JESSICA SMITH: Senator, I'm curious, as you're working on these issues, you also do own Bitcoin. You've been an outspoken advocate of Bitcoin. Are you concerned at all about a conflict of interest or perceived conflict of interest as you're helping craft some of this legislation?

CYNTHIA LUMMIS: Well, you know, that has been mentioned to me. But I'll tell you, Bitcoin is a commodity. I'm also a rancher. Cows are commodities. I own cows. People don't care that I advocate for ranching and for livestock grazing. And so to me, they're somewhat analogous. So I don't believe I have a conflict. I own other assets that I have also disclosed and that I also, because I own them, have taken an interest in being knowledgeable about them. So I think it gives me an advantage that I have a little skin in the game. And it really-- it is a little bit of skin in the game.
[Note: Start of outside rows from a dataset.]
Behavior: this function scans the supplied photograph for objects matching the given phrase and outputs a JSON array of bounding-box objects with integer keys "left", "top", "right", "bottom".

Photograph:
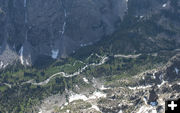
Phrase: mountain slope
[
  {"left": 0, "top": 0, "right": 127, "bottom": 65},
  {"left": 0, "top": 0, "right": 180, "bottom": 113}
]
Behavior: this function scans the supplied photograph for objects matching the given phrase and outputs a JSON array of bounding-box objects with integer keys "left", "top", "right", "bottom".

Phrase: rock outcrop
[{"left": 0, "top": 0, "right": 128, "bottom": 64}]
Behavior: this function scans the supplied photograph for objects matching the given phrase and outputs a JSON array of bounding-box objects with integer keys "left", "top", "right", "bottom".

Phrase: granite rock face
[{"left": 0, "top": 0, "right": 128, "bottom": 64}]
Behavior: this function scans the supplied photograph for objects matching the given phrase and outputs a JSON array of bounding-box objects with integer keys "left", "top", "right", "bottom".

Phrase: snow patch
[
  {"left": 140, "top": 16, "right": 144, "bottom": 19},
  {"left": 51, "top": 49, "right": 59, "bottom": 59},
  {"left": 142, "top": 76, "right": 145, "bottom": 80},
  {"left": 118, "top": 110, "right": 123, "bottom": 113},
  {"left": 26, "top": 59, "right": 30, "bottom": 65},
  {"left": 89, "top": 91, "right": 107, "bottom": 99},
  {"left": 100, "top": 85, "right": 109, "bottom": 90},
  {"left": 83, "top": 77, "right": 89, "bottom": 84},
  {"left": 162, "top": 3, "right": 167, "bottom": 8},
  {"left": 175, "top": 67, "right": 179, "bottom": 75},
  {"left": 128, "top": 85, "right": 152, "bottom": 90},
  {"left": 68, "top": 91, "right": 106, "bottom": 112},
  {"left": 0, "top": 61, "right": 3, "bottom": 68},
  {"left": 152, "top": 109, "right": 157, "bottom": 113},
  {"left": 19, "top": 46, "right": 24, "bottom": 65},
  {"left": 38, "top": 109, "right": 42, "bottom": 113},
  {"left": 69, "top": 91, "right": 106, "bottom": 103},
  {"left": 69, "top": 94, "right": 88, "bottom": 103},
  {"left": 64, "top": 102, "right": 68, "bottom": 106}
]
You know, I bought my first three Bitcoin for $330 each,


CYNTHIA LUMMIS: --so I've got less than an $1,000 investment in my first three Bitcoin because I bought them so long ago.
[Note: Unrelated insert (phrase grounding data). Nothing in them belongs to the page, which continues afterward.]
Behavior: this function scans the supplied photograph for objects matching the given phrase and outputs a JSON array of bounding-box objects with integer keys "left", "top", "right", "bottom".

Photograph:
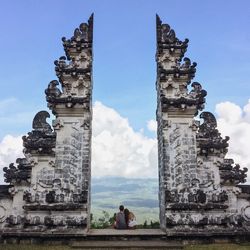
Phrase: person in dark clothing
[
  {"left": 124, "top": 208, "right": 129, "bottom": 226},
  {"left": 114, "top": 205, "right": 127, "bottom": 229}
]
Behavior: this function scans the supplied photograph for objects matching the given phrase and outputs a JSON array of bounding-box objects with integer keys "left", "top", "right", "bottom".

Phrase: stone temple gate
[{"left": 0, "top": 14, "right": 250, "bottom": 238}]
ZACK GUZMAN: Yeah, you and I both got involved around the same price point then. My brother gave me a gift back then. But when we talk about how complicated this is now-- because if you think about the infrastructure bill and getting it through, you talked about the $28 billion in revenue. That seemed to be kind of something that both sides enjoyed, in terms of paying for it. If that comes down as we're talking about maybe exempting some people, does that become an issue in getting this across the finish line? And also, if you're educating people about the issues there about noncompliance and companies that just can't comply with it, I mean, it sounds like-- could it uncouple the infrastructure bill altogether in getting the votes?

CYNTHIA LUMMIS: Well, it could uncouple our amendment. You know, if people believe that we're trying to exempt from revenue collection people who are having access to information that could generate revenue, then we've got a problem.
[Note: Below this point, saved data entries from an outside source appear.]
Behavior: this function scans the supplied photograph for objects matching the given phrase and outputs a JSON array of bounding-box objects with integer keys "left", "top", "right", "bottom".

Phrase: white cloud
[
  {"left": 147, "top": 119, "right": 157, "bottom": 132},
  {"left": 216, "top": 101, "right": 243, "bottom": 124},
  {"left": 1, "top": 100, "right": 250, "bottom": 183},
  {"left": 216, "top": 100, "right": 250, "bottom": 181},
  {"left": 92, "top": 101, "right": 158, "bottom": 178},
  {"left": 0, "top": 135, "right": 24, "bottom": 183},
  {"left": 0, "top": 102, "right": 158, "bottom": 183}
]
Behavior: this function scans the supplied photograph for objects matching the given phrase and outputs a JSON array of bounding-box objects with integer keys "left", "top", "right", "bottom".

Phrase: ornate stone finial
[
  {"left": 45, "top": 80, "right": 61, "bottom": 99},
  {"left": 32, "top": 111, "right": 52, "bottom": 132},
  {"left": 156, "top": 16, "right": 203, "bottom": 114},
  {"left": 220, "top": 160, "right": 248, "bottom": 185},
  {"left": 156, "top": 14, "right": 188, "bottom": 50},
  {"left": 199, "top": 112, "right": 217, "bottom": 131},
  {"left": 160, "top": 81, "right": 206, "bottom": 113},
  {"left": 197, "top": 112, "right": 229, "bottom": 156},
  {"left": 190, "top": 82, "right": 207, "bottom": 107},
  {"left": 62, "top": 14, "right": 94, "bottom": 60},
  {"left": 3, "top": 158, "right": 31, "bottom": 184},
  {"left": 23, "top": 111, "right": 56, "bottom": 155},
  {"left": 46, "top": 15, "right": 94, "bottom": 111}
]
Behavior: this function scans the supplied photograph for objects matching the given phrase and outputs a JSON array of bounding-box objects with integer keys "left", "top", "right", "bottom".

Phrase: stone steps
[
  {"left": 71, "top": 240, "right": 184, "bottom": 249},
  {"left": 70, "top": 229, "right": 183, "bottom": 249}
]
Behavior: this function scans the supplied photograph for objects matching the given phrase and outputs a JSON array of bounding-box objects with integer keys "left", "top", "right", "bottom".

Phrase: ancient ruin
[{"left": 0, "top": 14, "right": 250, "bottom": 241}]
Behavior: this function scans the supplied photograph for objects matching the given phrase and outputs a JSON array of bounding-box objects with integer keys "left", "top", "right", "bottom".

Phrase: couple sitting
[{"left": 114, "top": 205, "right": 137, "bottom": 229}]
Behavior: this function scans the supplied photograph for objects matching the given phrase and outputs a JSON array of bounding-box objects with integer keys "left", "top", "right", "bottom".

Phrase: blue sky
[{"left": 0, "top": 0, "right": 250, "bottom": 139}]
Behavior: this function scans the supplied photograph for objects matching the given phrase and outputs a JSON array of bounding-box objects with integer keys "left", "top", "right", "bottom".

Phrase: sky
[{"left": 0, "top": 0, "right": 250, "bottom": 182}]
JESSICA SMITH: Senator, real quickly, if this amendment is included in the bill, would you support the final version of the infrastructure bill? Are you going to vote for it?

CYNTHIA LUMMIS: You know, there still are some other issues that I'm very concerned about in this bill. We've got another day and maybe two of amendments that need to be worked through. If we-- if I had to vote right now, I would vote no. But you know, I'm trying to get to yes on the bill. That's why I continue to amend and amend and amend. But at some point, you know, we're going to be making a decision on it. And you know, at this point, I'm not convinced that this is a good piece of legislation.

ZACK GUZMAN: And Senator, I mean, lastly, I guess, you know, the flip side to that, if you get this amendment through, what do you expect the voting to look like there in the Senate? As we talked about, it sounds like everyone was on board. If you listen to, you know, your-- as you discussed there, Rob Portman saying that their votes were there, is that your assessment?

CYNTHIA LUMMIS: That is. This bill is going to pass, which is why I'm working so hard to try to make it better, regardless of how I vote. They have the votes to pass this bill.

ZACK GUZMAN: That's why the crypto sector is on edge there, specifically the miners. We talk so much about how much they gained in terms of China's crackdown on them. A lot of them coming to the US and now you're having to deal with this when it comes to disclosures that they probably just won't be able to comply with. We'll see what happens with that amendment push. Of course, still a few things, as you heard there from Senator Lummis, to work out between her push and the rest of the senators there to even understand what's going here.